The young Indian maiden snatched the gun from him and immediately pointed it at her client. ‘Asha knows how to kill.’
‘No, Asha,’ Brett said firmly.
Chameli cried out, ‘Asha, this white man has come to help us. Obey him!’
Asha spat at the prospector who’d abused and hurt her.
Brett addressed them. ‘I’m going to open this door and we’ll walk out of here. I’ll be in front. The rest of you follow in a line. Chameli and Asha, you’ll make up the end of the line. If you see any man going for his gun, shoot to kill.’ He directed, ‘Now follow me.’
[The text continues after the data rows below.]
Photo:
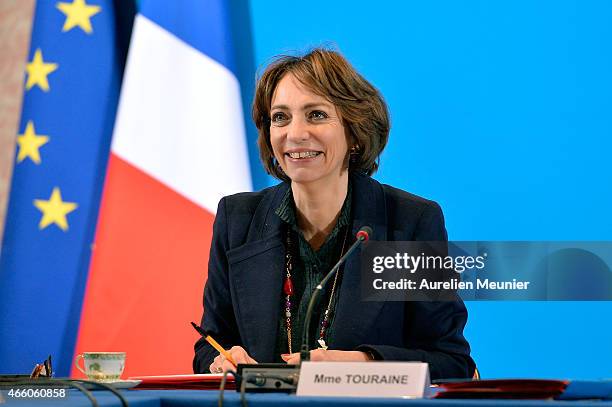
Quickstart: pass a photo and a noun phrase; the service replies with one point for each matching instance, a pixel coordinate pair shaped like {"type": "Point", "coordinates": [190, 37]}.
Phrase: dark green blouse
{"type": "Point", "coordinates": [309, 268]}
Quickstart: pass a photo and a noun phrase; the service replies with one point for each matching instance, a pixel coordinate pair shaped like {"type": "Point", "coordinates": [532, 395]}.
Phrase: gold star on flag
{"type": "Point", "coordinates": [54, 210]}
{"type": "Point", "coordinates": [29, 142]}
{"type": "Point", "coordinates": [38, 71]}
{"type": "Point", "coordinates": [78, 13]}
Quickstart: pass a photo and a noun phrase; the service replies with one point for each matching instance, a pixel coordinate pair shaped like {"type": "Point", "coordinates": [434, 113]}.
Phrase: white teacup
{"type": "Point", "coordinates": [102, 366]}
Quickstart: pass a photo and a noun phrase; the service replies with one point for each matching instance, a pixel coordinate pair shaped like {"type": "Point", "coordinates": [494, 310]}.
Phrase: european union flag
{"type": "Point", "coordinates": [72, 83]}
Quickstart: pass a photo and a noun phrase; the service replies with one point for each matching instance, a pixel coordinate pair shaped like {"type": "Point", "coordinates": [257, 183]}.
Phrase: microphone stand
{"type": "Point", "coordinates": [362, 236]}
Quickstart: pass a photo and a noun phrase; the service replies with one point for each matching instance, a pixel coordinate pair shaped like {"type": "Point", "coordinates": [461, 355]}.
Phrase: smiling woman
{"type": "Point", "coordinates": [322, 128]}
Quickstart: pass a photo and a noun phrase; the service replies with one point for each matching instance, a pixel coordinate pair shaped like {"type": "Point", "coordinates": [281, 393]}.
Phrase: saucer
{"type": "Point", "coordinates": [117, 384]}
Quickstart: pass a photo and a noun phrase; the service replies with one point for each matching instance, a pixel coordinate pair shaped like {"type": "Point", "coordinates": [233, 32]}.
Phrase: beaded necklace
{"type": "Point", "coordinates": [288, 291]}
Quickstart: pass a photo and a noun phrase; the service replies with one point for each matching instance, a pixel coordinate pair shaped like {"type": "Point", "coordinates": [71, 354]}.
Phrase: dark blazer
{"type": "Point", "coordinates": [242, 297]}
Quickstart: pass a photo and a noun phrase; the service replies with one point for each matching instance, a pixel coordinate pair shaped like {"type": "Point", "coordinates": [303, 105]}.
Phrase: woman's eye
{"type": "Point", "coordinates": [278, 117]}
{"type": "Point", "coordinates": [317, 115]}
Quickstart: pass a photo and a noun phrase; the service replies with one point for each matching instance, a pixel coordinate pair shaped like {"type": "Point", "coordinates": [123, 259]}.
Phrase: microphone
{"type": "Point", "coordinates": [363, 235]}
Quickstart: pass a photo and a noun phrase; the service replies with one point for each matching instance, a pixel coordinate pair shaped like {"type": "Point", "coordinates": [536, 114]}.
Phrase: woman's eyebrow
{"type": "Point", "coordinates": [305, 107]}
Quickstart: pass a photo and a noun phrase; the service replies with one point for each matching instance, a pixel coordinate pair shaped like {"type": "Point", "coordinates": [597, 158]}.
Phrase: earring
{"type": "Point", "coordinates": [354, 154]}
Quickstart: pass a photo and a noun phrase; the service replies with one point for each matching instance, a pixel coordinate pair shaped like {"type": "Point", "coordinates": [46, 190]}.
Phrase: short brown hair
{"type": "Point", "coordinates": [328, 74]}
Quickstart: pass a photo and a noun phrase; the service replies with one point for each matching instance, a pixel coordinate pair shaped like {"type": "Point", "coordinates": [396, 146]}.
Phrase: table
{"type": "Point", "coordinates": [202, 398]}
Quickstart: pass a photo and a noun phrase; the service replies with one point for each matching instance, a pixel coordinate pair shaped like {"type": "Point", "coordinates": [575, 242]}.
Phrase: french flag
{"type": "Point", "coordinates": [178, 146]}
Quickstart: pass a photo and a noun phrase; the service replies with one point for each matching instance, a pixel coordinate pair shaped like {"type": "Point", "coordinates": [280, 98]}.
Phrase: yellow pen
{"type": "Point", "coordinates": [215, 344]}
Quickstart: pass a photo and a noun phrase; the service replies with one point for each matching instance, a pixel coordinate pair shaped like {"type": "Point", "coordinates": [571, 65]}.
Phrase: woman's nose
{"type": "Point", "coordinates": [298, 131]}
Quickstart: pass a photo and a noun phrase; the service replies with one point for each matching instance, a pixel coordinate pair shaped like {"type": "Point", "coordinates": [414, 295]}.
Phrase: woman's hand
{"type": "Point", "coordinates": [322, 355]}
{"type": "Point", "coordinates": [220, 364]}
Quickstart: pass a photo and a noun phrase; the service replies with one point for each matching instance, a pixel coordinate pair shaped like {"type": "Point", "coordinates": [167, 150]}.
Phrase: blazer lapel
{"type": "Point", "coordinates": [354, 316]}
{"type": "Point", "coordinates": [256, 276]}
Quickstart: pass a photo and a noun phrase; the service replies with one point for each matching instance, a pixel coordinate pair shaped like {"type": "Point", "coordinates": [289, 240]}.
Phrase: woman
{"type": "Point", "coordinates": [322, 128]}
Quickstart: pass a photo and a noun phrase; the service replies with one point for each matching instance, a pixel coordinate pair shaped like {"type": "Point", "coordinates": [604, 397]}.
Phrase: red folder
{"type": "Point", "coordinates": [501, 389]}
Brett Cassidy stepped to the door. The girls were bewildered, scared of the possible consequences of following this man out through a hostile saloon, but he claimed to know Leaning Bear, someone they trusted. That had to be good enough. And what was the alternative? A miserable life and possibly death from disease in this brothel? They held their breath as Brett eased the door open.
With his loaded guns in both hands, he stepped into the saloon.
At first no one noticed him. The miners were all engrossed in drinking and poker playing. It was so late some were even asleep on the floor.
Brett fired one shot into the wooden bar counter, plunging the saloon into silence.